A pesquisa foi autorizada pelo Comitê Nacional de Ética e Pesquisa (Conep), pelo Comitê de Ética e Pesquisa da Mater Dei e teve o consentimento legal dos familiares de todos os pacientes. “O objetivo era avaliar se realmente havia acometimento dos testículos, determinar possíveis mecanismos do dano e investigar a presença e persistência do vírus no tecido testicular. E para nossa surpresa, os danos ao tecido testicular foram confirmados em todos os 11 pacientes estudados. Ele mostrou-se mais intenso de acordo com o tempo de internação no CTI, ou seja, quanto mais tempo no CTI mais severo o dano ao órgão”, diz Furtado.

Segundo o médico, durante as observações, a equipe percebeu que todas as células testiculares dos pacientes avaliados estavam afetadas. Não somente as da linhagem germinativa - que dão origem aos espermatozoides -, mas também as células de Leydig, que produzem a testosterona. Notou-se, inclusive, que a testosterona intratesticular encontrava-se bastante diminuída.

“Isso nos indica que o vírus atinge a região vital para a fertilidade masculina, comprometendo todos os tecidos que ali estão e podendo afetar a capacidade reprodutiva do homem”, acrescenta o urologista.

Nanosensores e técnicas modernas - Para a confiabilidade do estudo, foram usadas técnicas modernas, com alto grau de assertividade, como a microscopia eletrônica, marcações imuno-histoquímicas, exames de PCR com “primers” específicos e as realizadas por nanosensores desenvolvidos no Departamento de Microbiologia da UFMG. Foi a partir daí que eles tiveram outra surpresa: “Verificamos que o SARS-CoV-2 ainda estava presente no tecido testicular e com alta capacidade replicativa. Retiramos uma amostra e a submetemos a um teste em células vero, que permitem a replicação celular. Constatamos que os vírus achados nos tecidos testiculares dos pacientes e também nos túbulos seminíferos (túbulos onde são gerados os espermatozoides) ainda tinham capacidade infecciosa”, acrescenta Marcelo Furtado.


A partir desse novo achado, um estudo adicional está sendo realizado em dois grupos de pacientes: assintomáticos ou pouco sintomáticos que tiveram diagnóstico confirmado de Covid-19 e pacientes com sintomatologia moderada/severa, com diagnóstico de Covid-19, mas que se recuperaram após um período de internação hospitalar.

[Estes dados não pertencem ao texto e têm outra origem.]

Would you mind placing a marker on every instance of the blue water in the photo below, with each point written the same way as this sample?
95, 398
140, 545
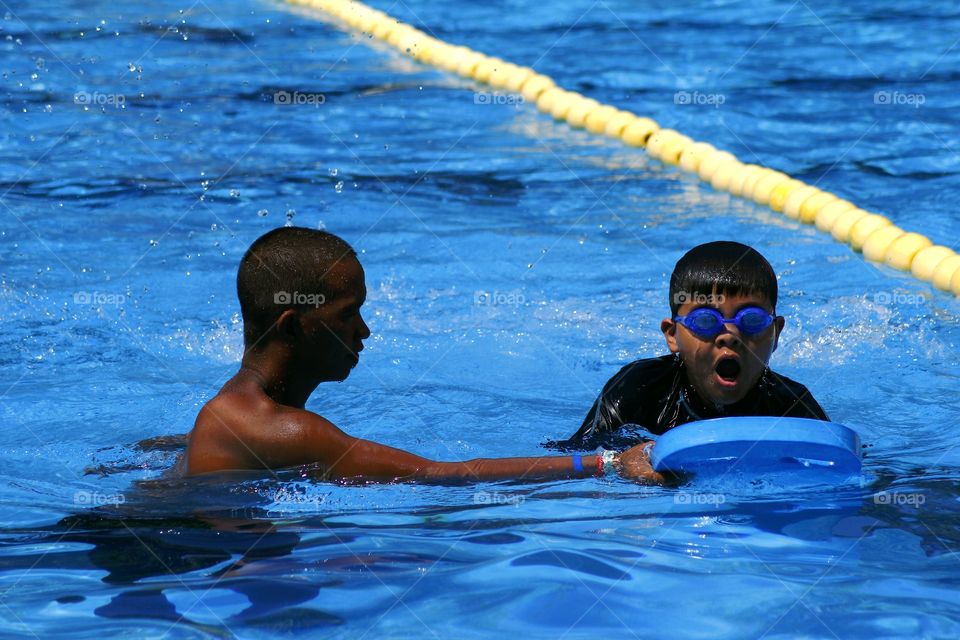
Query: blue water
513, 266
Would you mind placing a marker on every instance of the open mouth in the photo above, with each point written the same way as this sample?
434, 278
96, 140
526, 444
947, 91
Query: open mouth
728, 369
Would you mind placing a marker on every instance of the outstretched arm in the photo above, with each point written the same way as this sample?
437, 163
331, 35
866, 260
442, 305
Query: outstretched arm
343, 456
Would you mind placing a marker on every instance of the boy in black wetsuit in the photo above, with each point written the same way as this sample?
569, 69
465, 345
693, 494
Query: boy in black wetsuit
722, 330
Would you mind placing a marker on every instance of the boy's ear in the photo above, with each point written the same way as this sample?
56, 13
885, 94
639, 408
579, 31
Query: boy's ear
669, 329
778, 323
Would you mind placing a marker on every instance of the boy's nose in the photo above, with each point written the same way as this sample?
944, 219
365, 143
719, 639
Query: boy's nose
729, 336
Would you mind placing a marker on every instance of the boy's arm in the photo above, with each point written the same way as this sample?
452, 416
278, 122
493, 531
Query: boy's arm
344, 456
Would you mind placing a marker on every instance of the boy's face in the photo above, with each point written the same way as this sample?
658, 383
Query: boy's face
335, 330
743, 357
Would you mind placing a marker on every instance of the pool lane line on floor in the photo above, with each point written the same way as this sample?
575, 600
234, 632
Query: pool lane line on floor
872, 234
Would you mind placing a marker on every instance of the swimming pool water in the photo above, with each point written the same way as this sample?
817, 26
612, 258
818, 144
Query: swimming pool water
513, 265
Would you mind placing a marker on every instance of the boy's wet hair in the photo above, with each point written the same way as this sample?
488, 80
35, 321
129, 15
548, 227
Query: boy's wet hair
721, 268
283, 268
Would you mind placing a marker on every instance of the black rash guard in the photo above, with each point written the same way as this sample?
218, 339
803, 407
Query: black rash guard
653, 395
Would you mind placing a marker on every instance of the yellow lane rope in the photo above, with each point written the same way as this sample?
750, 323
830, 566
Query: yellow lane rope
870, 233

Este novo trabalho visa determinar a presença do vírus SARS-CoV-2 no sêmen e avaliar o comprometimento da fertilidade nesses homens, usando métodos tradicionais e de inteligência artificial.

Para o urologista, a pesquisa contribui para o entendimento do comportamento do vírus no corpo humano e sugere alguns mecanismos celulares e moleculares pelo qual ele acomete os tecidos. “Contribui ainda para o desenvolvimento de novas tecnologias para aperfeiçoar o diagnóstico de doenças virais, não apenas da Covid-19. A sociedade precisa entender que todo avanço da medicina de que hoje ela desfruta veio por meio de muita pesquisa científica. O conhecimento da natureza, de como ela funciona, é extremamente importante para que possamos viver uma vida plena e segura. Esta pandemia nos mostrou o quanto ainda temos que avançar no conhecimento da natureza e o quanto precisamos investir em ciência no Brasil, que enfrenta uma concorrência com grupos de pesquisas internacionais”, complementa.